Even before she began surveilling his BlackBerry, the clues that gave away his afternoon affairs had been subtle: an extra dirty water glass in the dishwasher, an unfamiliar divot in the couch cushions. David’s voice, when lying, raised a quarter note in pitch. He began scheduling his underwear, donning his favorite silk boxers on days when he and Nada would be apart. There were unexplained withdrawals from the tank of David’s Jaguar, only half a gallon once or twice a week, but to Nada’s special eyes—the eyes that had brought them together in the first place—the millimeters lost by the gas gauge were like telltale anomalies in lie-detector ink.

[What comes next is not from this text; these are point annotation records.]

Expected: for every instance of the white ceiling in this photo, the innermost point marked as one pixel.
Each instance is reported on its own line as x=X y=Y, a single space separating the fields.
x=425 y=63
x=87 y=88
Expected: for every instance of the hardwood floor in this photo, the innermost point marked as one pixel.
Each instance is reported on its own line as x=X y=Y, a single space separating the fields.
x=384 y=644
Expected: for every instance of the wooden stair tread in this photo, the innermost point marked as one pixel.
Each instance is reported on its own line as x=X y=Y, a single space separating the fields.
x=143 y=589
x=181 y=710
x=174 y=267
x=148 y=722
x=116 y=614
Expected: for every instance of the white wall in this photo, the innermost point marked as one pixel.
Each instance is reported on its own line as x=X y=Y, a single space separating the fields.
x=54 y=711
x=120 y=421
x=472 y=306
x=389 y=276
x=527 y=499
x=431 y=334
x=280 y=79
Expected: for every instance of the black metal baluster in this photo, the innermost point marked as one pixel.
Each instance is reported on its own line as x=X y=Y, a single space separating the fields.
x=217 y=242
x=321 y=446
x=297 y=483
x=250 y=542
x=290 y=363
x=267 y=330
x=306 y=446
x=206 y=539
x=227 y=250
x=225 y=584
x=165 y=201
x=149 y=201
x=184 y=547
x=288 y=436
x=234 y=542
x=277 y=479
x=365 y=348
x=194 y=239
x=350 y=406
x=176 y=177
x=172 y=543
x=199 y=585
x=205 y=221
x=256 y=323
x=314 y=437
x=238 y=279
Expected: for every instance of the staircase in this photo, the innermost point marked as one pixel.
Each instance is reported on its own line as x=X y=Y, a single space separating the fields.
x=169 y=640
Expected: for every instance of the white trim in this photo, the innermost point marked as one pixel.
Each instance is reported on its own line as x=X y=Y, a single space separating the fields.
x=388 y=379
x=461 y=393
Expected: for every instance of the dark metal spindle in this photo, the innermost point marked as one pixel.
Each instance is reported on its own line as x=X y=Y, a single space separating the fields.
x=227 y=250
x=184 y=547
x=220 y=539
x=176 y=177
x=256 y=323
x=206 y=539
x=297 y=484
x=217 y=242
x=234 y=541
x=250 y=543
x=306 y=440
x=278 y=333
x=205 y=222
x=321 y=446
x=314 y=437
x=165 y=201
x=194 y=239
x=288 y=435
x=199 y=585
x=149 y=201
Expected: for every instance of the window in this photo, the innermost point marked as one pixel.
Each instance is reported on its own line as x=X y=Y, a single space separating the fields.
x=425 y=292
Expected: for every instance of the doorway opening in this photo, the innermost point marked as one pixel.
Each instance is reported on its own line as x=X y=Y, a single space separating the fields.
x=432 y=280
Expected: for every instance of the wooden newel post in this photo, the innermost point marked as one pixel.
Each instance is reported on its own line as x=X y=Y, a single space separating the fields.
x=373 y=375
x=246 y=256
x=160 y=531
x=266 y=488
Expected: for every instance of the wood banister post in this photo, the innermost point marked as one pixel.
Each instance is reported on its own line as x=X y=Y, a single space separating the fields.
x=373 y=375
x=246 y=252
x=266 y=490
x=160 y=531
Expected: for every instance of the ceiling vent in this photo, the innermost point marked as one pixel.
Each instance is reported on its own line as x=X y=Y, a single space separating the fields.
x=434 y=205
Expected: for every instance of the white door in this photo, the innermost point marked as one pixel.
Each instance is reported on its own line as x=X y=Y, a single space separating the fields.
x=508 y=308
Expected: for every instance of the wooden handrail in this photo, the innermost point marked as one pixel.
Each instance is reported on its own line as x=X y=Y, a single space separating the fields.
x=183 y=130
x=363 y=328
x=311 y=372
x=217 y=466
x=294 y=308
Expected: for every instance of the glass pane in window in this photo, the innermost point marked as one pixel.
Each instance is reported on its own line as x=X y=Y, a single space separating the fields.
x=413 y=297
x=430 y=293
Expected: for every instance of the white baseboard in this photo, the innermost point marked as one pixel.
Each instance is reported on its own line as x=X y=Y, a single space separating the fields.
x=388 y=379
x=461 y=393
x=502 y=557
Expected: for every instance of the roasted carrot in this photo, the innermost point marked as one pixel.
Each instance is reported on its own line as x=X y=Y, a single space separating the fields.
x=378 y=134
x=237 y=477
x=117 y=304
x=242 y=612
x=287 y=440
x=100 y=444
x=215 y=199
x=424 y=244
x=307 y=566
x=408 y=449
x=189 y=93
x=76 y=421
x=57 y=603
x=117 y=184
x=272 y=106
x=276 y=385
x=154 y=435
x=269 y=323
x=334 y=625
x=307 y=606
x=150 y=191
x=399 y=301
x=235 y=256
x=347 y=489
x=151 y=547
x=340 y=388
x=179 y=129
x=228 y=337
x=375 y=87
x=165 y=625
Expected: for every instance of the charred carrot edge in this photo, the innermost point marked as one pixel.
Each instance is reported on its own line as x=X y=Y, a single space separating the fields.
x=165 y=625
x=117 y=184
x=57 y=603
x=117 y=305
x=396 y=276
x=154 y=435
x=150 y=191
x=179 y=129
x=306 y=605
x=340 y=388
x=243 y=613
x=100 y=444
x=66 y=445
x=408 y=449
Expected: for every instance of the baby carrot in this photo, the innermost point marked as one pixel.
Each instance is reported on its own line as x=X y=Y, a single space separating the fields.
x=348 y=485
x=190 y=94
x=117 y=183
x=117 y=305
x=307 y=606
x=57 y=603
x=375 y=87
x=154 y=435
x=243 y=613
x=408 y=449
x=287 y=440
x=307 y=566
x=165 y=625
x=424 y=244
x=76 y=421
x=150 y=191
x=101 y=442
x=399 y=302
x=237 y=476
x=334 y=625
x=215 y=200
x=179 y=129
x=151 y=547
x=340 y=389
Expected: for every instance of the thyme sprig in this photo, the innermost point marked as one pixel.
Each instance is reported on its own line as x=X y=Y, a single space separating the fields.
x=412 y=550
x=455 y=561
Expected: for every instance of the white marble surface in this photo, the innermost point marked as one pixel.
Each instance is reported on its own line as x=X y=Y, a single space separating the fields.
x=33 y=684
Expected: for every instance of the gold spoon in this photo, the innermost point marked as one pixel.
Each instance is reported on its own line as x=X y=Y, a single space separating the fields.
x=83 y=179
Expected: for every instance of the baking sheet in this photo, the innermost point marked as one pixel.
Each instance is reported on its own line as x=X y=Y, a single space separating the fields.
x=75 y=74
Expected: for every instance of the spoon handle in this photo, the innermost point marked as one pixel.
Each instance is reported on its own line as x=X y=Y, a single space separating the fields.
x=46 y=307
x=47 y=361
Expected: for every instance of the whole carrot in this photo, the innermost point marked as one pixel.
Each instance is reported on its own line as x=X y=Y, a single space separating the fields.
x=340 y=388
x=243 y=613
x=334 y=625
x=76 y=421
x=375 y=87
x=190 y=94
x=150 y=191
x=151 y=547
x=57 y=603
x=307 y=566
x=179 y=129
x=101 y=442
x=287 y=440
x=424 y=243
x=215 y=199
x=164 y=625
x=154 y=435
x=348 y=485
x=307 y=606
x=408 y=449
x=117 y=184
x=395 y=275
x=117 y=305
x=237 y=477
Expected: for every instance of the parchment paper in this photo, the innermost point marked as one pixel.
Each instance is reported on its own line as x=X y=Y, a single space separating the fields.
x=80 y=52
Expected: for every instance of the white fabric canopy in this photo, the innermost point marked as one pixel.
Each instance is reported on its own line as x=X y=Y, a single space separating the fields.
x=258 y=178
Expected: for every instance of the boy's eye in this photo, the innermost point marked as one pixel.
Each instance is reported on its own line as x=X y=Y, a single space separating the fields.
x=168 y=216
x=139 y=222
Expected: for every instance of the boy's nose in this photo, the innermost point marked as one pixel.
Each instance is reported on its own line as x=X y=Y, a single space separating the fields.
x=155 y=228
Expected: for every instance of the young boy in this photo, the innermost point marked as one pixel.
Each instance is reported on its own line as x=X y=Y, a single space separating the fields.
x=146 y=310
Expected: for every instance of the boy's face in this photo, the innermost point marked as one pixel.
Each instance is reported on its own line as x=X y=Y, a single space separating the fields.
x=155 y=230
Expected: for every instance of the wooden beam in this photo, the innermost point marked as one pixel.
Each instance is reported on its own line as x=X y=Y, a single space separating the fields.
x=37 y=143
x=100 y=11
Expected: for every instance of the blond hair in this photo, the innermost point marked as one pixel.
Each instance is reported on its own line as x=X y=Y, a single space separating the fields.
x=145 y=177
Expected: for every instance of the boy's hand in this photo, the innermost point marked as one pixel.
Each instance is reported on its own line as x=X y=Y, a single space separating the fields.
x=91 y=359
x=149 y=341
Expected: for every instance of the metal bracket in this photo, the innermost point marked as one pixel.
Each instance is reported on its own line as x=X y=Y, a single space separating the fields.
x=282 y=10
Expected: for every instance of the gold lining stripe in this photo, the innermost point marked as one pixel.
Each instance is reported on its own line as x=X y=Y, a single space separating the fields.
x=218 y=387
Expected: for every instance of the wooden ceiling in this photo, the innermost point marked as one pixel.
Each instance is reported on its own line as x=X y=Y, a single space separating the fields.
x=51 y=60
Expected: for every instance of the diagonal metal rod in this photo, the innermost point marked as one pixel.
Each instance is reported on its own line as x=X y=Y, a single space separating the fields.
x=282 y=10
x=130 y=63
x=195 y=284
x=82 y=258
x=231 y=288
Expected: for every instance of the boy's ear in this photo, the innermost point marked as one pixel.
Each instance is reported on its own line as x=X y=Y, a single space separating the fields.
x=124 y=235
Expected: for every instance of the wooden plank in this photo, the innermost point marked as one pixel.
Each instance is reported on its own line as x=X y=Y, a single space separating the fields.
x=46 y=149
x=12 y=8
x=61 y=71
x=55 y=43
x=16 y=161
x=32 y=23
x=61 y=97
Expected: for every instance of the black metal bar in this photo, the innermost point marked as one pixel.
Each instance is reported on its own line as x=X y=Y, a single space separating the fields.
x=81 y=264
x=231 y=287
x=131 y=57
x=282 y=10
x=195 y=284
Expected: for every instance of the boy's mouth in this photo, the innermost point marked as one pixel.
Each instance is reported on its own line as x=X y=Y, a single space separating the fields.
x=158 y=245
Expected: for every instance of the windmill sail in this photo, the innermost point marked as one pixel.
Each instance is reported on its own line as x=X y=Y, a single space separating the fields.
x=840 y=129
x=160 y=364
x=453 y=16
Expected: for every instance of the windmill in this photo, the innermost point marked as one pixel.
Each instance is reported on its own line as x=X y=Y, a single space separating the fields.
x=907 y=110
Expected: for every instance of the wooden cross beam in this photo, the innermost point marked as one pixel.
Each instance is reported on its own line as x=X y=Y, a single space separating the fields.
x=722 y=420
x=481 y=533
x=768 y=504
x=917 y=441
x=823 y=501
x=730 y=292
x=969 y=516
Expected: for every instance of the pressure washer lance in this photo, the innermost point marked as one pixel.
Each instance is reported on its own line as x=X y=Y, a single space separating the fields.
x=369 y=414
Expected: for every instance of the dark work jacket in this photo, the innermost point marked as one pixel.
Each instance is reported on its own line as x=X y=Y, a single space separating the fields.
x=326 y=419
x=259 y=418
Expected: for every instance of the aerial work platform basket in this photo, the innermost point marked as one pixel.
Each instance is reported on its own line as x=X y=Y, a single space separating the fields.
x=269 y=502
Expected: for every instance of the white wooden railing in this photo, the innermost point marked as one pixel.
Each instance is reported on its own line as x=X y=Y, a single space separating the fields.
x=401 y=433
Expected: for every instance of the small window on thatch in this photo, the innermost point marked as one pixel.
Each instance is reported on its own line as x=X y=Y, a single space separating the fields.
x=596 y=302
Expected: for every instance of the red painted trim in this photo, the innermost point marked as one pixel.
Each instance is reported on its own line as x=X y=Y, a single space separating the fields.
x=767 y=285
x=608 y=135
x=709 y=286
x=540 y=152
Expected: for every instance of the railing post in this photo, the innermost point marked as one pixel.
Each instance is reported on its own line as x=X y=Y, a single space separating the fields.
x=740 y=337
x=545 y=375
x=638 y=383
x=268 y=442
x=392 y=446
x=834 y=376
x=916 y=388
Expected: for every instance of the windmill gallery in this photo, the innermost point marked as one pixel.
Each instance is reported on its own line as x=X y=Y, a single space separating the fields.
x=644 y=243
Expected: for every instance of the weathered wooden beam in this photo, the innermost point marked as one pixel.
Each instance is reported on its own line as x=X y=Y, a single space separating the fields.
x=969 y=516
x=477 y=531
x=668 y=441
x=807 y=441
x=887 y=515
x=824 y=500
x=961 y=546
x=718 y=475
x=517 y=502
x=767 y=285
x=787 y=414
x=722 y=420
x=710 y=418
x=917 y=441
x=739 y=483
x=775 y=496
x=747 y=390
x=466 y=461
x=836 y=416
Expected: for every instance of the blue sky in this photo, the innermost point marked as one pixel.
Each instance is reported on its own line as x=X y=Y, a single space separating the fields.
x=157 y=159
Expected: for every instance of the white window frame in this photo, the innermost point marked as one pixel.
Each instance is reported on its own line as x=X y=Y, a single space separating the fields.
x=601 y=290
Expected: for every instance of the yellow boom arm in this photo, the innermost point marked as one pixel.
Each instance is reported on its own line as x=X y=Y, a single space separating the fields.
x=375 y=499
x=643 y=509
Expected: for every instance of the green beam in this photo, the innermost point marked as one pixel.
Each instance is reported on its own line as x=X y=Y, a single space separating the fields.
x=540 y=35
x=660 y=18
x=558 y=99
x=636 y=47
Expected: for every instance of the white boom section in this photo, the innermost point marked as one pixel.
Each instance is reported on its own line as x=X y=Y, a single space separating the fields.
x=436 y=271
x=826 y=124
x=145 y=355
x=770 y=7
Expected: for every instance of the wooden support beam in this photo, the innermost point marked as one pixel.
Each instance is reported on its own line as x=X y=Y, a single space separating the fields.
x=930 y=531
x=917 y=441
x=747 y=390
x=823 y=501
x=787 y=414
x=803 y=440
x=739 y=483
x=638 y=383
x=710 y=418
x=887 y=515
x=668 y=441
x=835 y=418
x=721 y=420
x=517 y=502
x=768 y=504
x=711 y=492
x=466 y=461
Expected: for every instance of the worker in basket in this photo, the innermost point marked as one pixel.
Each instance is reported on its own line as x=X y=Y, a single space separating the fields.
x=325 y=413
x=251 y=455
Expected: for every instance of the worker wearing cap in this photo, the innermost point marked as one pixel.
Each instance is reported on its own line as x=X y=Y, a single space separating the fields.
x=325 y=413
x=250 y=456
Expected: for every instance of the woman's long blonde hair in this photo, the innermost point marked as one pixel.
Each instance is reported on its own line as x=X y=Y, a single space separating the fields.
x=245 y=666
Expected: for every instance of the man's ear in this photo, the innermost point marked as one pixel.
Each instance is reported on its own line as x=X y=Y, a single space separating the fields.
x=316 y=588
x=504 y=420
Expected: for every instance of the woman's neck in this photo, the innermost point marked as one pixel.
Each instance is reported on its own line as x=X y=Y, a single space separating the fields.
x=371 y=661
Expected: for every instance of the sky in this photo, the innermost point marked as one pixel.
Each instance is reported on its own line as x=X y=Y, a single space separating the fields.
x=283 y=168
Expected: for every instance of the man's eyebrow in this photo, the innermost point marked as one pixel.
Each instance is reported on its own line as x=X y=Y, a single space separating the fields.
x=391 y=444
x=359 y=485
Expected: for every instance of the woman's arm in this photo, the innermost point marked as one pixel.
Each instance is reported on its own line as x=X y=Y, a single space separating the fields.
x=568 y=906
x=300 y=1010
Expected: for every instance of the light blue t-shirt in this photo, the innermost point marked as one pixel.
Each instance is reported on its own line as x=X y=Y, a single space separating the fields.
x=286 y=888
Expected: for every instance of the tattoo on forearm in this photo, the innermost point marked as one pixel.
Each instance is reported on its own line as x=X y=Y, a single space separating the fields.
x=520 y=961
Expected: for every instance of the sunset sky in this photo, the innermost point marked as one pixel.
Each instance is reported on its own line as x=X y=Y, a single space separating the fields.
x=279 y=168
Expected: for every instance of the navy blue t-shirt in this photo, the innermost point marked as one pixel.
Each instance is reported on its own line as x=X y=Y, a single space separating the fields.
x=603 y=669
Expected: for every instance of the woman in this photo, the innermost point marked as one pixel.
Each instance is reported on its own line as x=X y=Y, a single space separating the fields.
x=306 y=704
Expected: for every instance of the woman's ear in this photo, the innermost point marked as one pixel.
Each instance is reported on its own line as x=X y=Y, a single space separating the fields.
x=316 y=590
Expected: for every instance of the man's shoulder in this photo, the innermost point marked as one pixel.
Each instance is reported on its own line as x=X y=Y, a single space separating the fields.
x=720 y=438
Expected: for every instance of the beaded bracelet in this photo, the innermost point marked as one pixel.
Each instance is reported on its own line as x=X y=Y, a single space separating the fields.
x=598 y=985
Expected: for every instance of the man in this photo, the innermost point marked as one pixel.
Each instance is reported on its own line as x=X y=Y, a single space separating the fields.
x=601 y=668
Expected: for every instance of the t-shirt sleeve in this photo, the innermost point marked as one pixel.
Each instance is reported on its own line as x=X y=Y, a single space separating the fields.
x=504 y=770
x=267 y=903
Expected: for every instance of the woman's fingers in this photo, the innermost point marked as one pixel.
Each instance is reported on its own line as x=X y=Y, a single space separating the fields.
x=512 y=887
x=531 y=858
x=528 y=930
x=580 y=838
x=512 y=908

That last night, thirsty Nada hoped to find unexpired milk in the harsh refrigerator light. She didn’t. On the top shelf, however, was a bucket of soy margarine. She flipped open the butter tray. Empty. She pulled on the drawer labeled MEATS. Nothing. That pole-dancing vegan slut had emptied omnivore David’s fridge (with its B-flat drone) of all animal products.

Amoyo had never changed a thing for Nada. Not his fishy cologne or his oily mousse or the Nagel prints in their bedroom. Yet after one month with this whore—a literal whore—he’d given up meat? And, for Chrissakes, butter?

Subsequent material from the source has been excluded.